Like many city parks, Pennypack is tucked away from view, hidden behind a prison complex and I-95. If you were driving down State Road you might not know there’s a park along the river, let alone a new system of trails being built there.

But Nutter, who was on hand along with DCNR Secretary Michael DiBerardinis, U.S. Rep. Allyson Schwartz and other officials, wants to change that—despite budget shortfalls and a struggling economy.

“We’ve been talking about the waterfront for about 40 or 50 years, so I think it’s about time we actually did something,” Nutter said during brief opening remarks.

“We’re looking to your leadership and the model that’s taken place here to get some stuff going all up and down the waterfront,” he said. “And this will be one of the signature projects for the city of Philadelphia. Fifty, a hundred years from now people will be thinking about how smart we all were to make this happen.”

Funding for the nature trail came from a mix of federal, state and city dollars, including a $1 million grant from the state Department of Conservation and Natural Resources to the Delaware River City Corporation. Some funding is also in place to begin work next year on Lardner’s Point Park at the foot of Tacony Palmyra Bridge that will connect with a bike trail along the former Kensington-Tacony rail line.  

Thorp says it’s part of a sweeping vision to connect all the Delaware riverfront trails with the East Coast Greenway, a 3,000-mile trail system between Maine and Florida. If all goes according to plan, Philadelphia will one day boast 18 miles of the interstate greenway running along the Delaware River.
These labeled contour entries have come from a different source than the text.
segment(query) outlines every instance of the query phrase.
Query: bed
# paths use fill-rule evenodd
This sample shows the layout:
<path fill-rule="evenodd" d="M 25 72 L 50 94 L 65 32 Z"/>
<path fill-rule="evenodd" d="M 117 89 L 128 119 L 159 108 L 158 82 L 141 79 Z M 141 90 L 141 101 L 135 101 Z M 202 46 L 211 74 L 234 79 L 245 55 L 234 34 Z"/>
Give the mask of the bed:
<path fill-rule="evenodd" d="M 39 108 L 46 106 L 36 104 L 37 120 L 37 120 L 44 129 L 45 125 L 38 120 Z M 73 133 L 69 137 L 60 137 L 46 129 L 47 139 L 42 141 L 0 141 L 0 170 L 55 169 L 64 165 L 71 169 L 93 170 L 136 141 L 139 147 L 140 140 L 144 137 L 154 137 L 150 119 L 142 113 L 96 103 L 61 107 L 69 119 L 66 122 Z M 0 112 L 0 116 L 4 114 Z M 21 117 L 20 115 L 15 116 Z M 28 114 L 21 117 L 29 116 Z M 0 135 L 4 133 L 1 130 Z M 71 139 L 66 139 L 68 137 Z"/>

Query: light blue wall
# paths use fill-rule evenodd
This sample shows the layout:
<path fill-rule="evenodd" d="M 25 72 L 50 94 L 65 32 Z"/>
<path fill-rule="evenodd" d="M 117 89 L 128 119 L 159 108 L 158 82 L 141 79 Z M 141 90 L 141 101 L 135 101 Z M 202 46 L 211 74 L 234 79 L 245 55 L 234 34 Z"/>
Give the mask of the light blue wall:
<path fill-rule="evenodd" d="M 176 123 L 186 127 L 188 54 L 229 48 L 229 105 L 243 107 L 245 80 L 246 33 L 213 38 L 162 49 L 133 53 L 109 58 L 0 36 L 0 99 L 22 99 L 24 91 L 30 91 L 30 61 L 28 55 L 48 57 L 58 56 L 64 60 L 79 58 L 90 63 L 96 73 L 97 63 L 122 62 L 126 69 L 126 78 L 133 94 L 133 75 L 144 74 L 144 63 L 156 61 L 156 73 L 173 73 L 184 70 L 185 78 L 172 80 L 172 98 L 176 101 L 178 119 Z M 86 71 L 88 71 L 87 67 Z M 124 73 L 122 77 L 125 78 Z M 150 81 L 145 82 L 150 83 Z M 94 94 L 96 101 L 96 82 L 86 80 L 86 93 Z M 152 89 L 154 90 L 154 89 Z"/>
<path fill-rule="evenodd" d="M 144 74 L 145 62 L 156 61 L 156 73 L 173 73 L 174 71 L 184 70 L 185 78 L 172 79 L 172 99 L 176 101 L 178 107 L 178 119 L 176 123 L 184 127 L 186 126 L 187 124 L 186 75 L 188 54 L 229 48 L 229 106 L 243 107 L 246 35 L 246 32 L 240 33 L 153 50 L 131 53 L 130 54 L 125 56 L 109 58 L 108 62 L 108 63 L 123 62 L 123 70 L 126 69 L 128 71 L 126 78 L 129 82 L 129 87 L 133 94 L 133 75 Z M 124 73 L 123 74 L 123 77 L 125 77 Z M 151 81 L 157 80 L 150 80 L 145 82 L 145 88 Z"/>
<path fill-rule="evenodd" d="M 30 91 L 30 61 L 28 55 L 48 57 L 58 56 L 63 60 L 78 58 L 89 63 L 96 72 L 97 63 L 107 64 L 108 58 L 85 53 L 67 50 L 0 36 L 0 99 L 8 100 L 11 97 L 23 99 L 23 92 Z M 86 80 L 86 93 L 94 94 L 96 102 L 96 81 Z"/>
“We’re excited that our trail is eventually going to go to Center City, so people will be able to get on the trail down there, bike all the way up here to the Northeast and then eventually continue on through Bucks County and go to Maine,” Thorp says.

One challenge currently facing planners is how to get a trail connection through the Conrail site at Allegheny Avenue to link up Pennypack’s trail system with Delaware Avenue and Penn Treaty Park in Fishtown.

But for now, plans are in place to finish trails extending south from Pennypack to Allegheny Avenue within the next four years, according to Thorp.

“You want to have a trail that’s diverse,” she says. “You want to have areas that are urban, you want to have amenities like a coffee shop and a café, but then you want the trail to go into areas that are more natural, like this, so you can see the diversity of Philadelphia’s riverfront, which is really amazing.”